裴寒年一把拉住沈雨露的手腕,就吐出这么一个字,然后拽着她就往酒吧外面走。
沈雨露就这么乖乖地跟在他身后,一声不吭。
一直到离开了那个吵闹的地方,两个人走到马路边了,她才甩开男人抓着自己的手,往后退了一步,眼睛直勾勾地看着他问:“你是不是有话要跟我说?”
裴寒年停下脚步,转过身来看着她,又走到她面前,伸手把她披着的外套裹紧了些,反问道:“你想让我说什么?”
“你怎么这么能打?”
“打小就学跆拳道、散打了。”
看他说话的样子,可不像在骗人。
沈雨露瞅了他一眼,深吸口气后突然发问:“从邵华强的宴会赶到这个酒吧,你用了多久?”
裴寒年的手停了一下,他把沈雨露身上的外套最上面那颗扣子给扣上了,这才松开手,把手插进了西裤兜里,说:“这不该你自己清楚吗?我哪知道。”
沈雨露低下头看着他,又指了指他那条明显和西装配套的裤子,再指指自己身上的外套,说:“你可别告诉我,你穿着这卡其色风衣配西裤是正常搭配。我以前可从没见你这么穿过。是不是换衣服的时候太匆忙,忘换裤子了?”

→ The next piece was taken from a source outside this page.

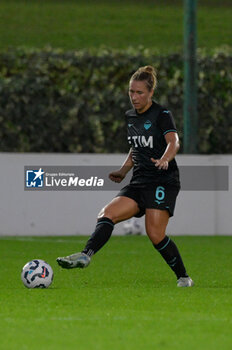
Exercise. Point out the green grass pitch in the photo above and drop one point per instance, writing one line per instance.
(126, 299)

她记得和那个面具男跳舞的时候,那男的也穿着深黑色的西装,和裴寒年现在穿的西裤颜色一模一样,就连质感看起来都差不多,感觉特别高档。
裴寒年静静地瞧着她,声音就像街边的风似的,飘飘忽忽又淡淡的,说:“我不懂你什么意思。”
沈雨露抬起头看着他,眼睛有点红,说:“裴寒年,你能保证没骗我吗?我可讨厌别人骗我了。你可以有很多不足,哪怕长得不帅都没关系,但千万别对我撒谎!”
她已经受够了被蒙在鼓里的感觉了,就像之前和江宇溪谈恋爱的时候,人家都出轨跑了,把她一个人丢在那儿,可她还傻愣愣地对那段感情抱有希望,以为能有个好结果。
在亲眼看到江宇溪出轨,抓他个正着之前,沈雨露压根儿就没想到,这段感情早就烂透了,满是污垢,到处都是破洞。
她一直都没发觉,自己心心念念的男人不过是他伪装出来的样子。在那张迷人的脸蛋儿背后,灵魂早就又脏又臭。